Mr. Adkins was reduced in rank for his failure.
“I don’t remember exactly why I didn’t recommend the clearance be removed specifically,” he said. “But the intent in regards to him staying in the [unit] was, I felt that his presence what he provided to us as an intelligence section was important enough to retain him.”
On April 26, Mr. Adkins wrote a memo “for the record” — but not to a superior: “SPC Manning has exhibited bizarre behavior, stopping in mid-sentence during conversations, giving blank stares when spoken to, and similar behavior, which has increased in frequency and intensity.”
Chief Warrant Officer Joshua Ehresman testified that he had witnessed Manning’s hot temper in December 2009, when another soldier was counseling him for being late.

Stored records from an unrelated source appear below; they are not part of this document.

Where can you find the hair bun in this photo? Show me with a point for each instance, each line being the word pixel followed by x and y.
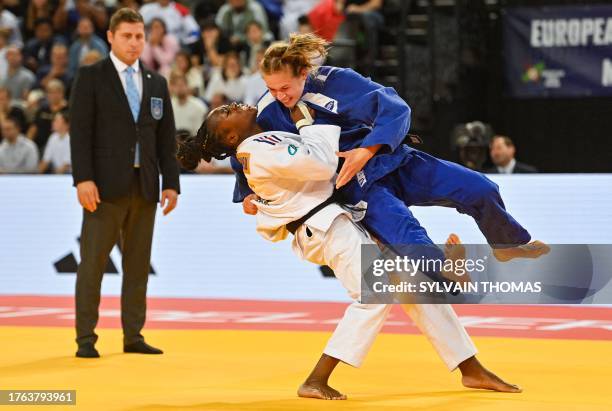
pixel 189 153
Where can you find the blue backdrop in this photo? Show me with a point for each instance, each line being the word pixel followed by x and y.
pixel 562 51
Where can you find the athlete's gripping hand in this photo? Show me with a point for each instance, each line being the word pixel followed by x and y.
pixel 247 204
pixel 299 114
pixel 354 161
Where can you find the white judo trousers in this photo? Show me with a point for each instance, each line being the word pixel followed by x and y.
pixel 340 248
pixel 292 174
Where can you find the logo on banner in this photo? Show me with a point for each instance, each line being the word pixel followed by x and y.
pixel 539 74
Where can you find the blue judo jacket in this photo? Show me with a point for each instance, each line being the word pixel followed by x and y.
pixel 368 114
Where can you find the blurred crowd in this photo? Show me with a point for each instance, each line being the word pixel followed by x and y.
pixel 208 50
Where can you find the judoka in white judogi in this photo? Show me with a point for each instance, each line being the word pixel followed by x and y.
pixel 292 174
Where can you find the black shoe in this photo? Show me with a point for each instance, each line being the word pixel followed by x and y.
pixel 87 350
pixel 141 347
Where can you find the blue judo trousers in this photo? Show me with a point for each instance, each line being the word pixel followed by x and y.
pixel 398 176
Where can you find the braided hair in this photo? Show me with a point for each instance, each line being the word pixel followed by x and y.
pixel 204 145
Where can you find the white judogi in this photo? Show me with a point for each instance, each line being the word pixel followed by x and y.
pixel 292 174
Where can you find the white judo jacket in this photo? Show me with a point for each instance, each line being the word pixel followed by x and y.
pixel 292 174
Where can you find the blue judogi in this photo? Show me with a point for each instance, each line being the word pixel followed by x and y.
pixel 398 176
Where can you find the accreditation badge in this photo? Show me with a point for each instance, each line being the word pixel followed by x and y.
pixel 157 108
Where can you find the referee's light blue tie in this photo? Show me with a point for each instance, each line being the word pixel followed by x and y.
pixel 134 102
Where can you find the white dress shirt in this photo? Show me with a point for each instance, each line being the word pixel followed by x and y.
pixel 120 66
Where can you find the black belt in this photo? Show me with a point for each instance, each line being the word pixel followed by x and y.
pixel 294 225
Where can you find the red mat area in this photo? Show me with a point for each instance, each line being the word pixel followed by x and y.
pixel 565 322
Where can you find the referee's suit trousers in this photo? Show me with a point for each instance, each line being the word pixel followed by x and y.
pixel 128 221
pixel 340 248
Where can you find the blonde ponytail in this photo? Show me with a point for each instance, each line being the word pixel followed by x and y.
pixel 300 52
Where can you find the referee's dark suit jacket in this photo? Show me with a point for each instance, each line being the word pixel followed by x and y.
pixel 104 135
pixel 103 138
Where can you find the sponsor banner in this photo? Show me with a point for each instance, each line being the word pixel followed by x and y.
pixel 207 248
pixel 558 51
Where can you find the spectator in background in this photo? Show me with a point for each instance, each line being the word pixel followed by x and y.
pixel 304 26
pixel 95 11
pixel 255 42
pixel 57 151
pixel 131 4
pixel 43 9
pixel 367 12
pixel 204 9
pixel 58 69
pixel 326 17
pixel 85 41
pixel 218 100
pixel 255 86
pixel 189 111
pixel 55 102
pixel 92 57
pixel 227 79
pixel 9 22
pixel 37 51
pixel 234 16
pixel 4 35
pixel 293 11
pixel 502 152
pixel 19 80
pixel 160 49
pixel 178 19
pixel 213 45
pixel 7 109
pixel 194 75
pixel 17 153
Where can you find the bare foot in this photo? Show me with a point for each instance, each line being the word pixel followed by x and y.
pixel 534 249
pixel 489 381
pixel 474 375
pixel 455 251
pixel 319 390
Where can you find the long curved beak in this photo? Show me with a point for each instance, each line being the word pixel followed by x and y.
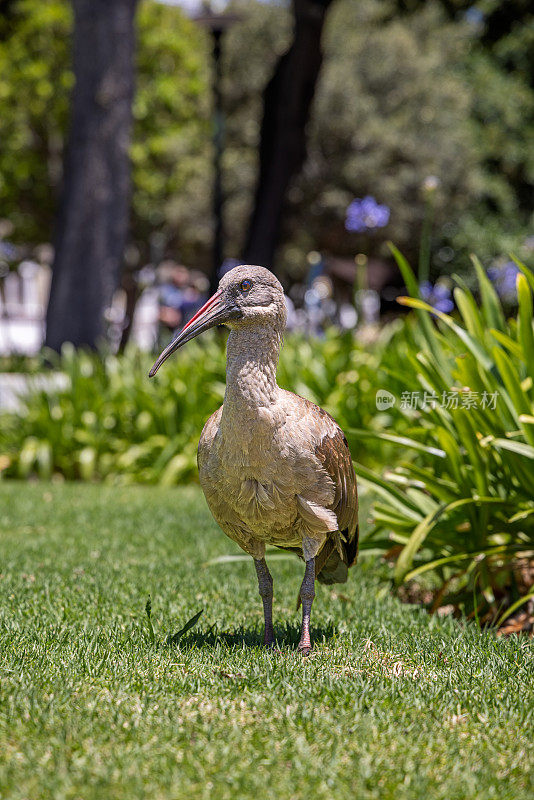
pixel 212 313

“He got angry and he slammed his fist on the table,” Warrant Officer Ehresman said. “And he grabbed on to the table and he lifted it and put his arm under it and lifted it over and dumped the computers onto the floor.”
“Appropriate action has been taken against 15 individuals identified in Lt. Gen. Caslen’s report,” Army spokesman Troy Rolan told The Washington Times. “In accordance with the Army’s long-standing policy to protect the privacy of individuals below the general officer level, specific information concerning their misconduct is not releasable.”